Llega a mis manos, después de años de intentar conseguirlo, El libro de las edades, de Desmond Morris, y he comenzado a gozar de su lectura. El filósofo Juan Rivano me lo mencionó en una ocasión. Aunque tengo en mi biblioteca varias obras de este famoso etólogo inglés, no se podía encontrar esta en las librerías de Chile. Ahora lo adquirí por internet (en este sentido: ¡bendita red!).
El libro reseña lo que ocurre a un ser humano, año por año, desde que nace hasta los cien años y más. Muestra indicios, pormenores y variantes que se van produciendo en el proceso de envejecimiento. También revela datos de personajes famosos en relación con cada una de las edades.
Voy a la edad de 72 (la mía): se anota que es la de la prudencia. Para pensarlo un poco, pregunto a mis seres cercanos. Su respuesta: he dejado ostensiblemente la impulsividad de mis años anteriores, pero no soy todavía lo que pueda llamarse un dechado de prudencia. Por prudencia, acato el dictamen sin decir nada… He pasado, según el libro, dos años de la edad límite que marca la Biblia (Salmos, 90–10), por lo que puedo dejar de preocuparme de los aspectos deprimentes de la ancianidad y alardear de mi longevidad.
También me informa Desmond Morris, como zoólogo que es, que 72 años es el tiempo de vida máximo del cóndor de Los Andes.

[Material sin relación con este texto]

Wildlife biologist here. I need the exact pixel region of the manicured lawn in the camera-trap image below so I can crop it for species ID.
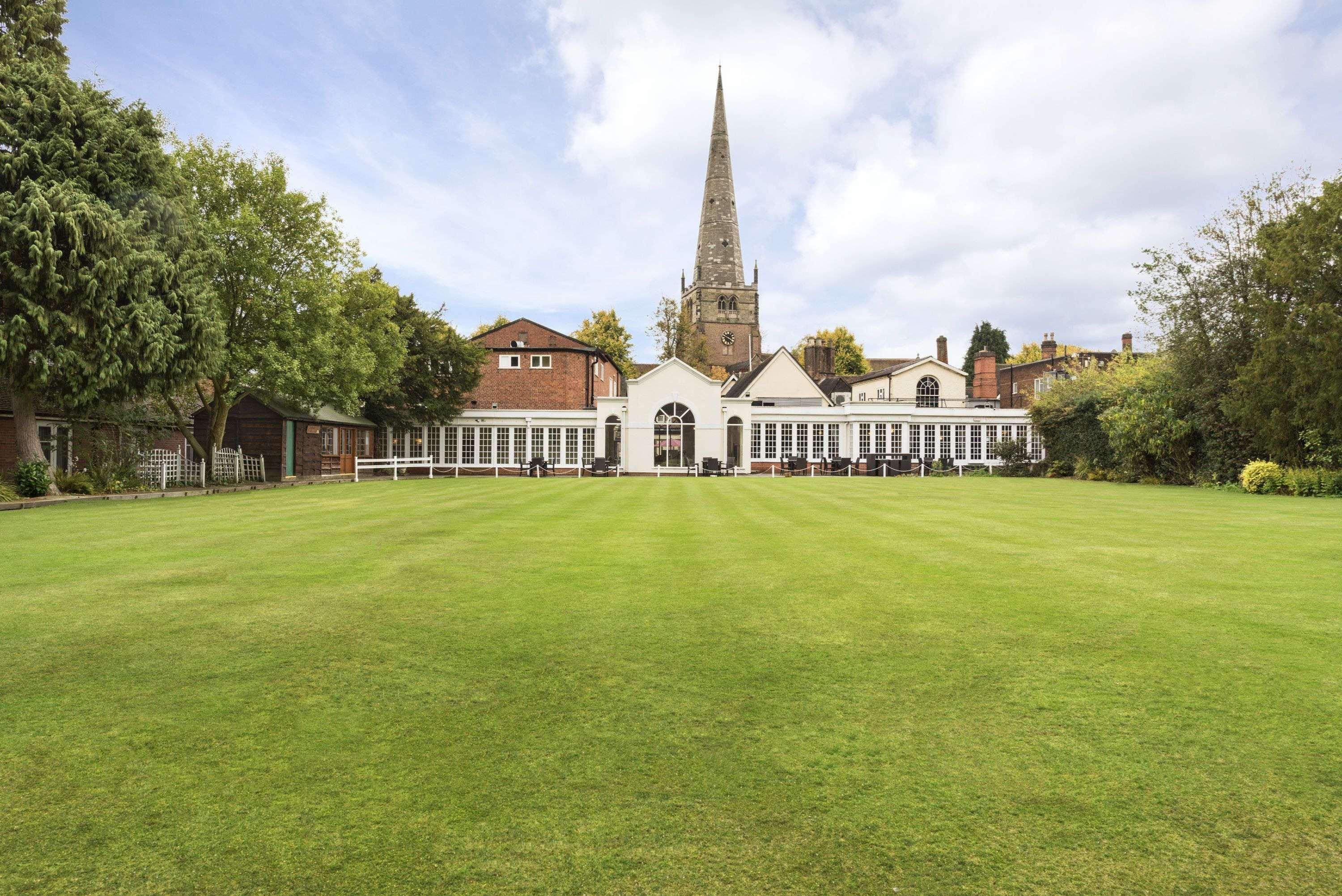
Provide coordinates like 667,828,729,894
0,479,1342,893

Sobre vicisitudes de personajes famosos a esta edad: el marqués de Sade se agenció su última amante a esta edad; Colette, novelista francesa, publicó a sus 72 años su famoso libro Gigi; Blondin, equilibrista y acróbata francés, el más famoso funámbulo del mundo, dio su última exhibición en la ciudad de Belfast en 1896, a sus 72 años; Jean de la Fontaine completó su obra cumbre, sus magníficas Fábulas, con 72 años de edad; Jomo Kenyatta fue elegido a los 72 años primer ministro de Kenia, en 1963. A esta edad, fallecieron Confucio, Henry James, John Locke, John Wayne, Walt Whitman, Isaac Asimov.
A propósito de edad, busco en Google si todavía está vivo Desmond Morris y me informa de que ha cumplido recientemente 98 años, pues nació el 24 de enero de 1928. Leí sus primeros libros ―El mono desnudo y El zoo humano― en el año 1975, cursando Filosofía en la Universidad de Chile, y su lectura me produjo tal impresión que hasta hoy recuerdo sus tesis principales, las que enseñé repetidamente en años posteriores a cientos de estudiantes.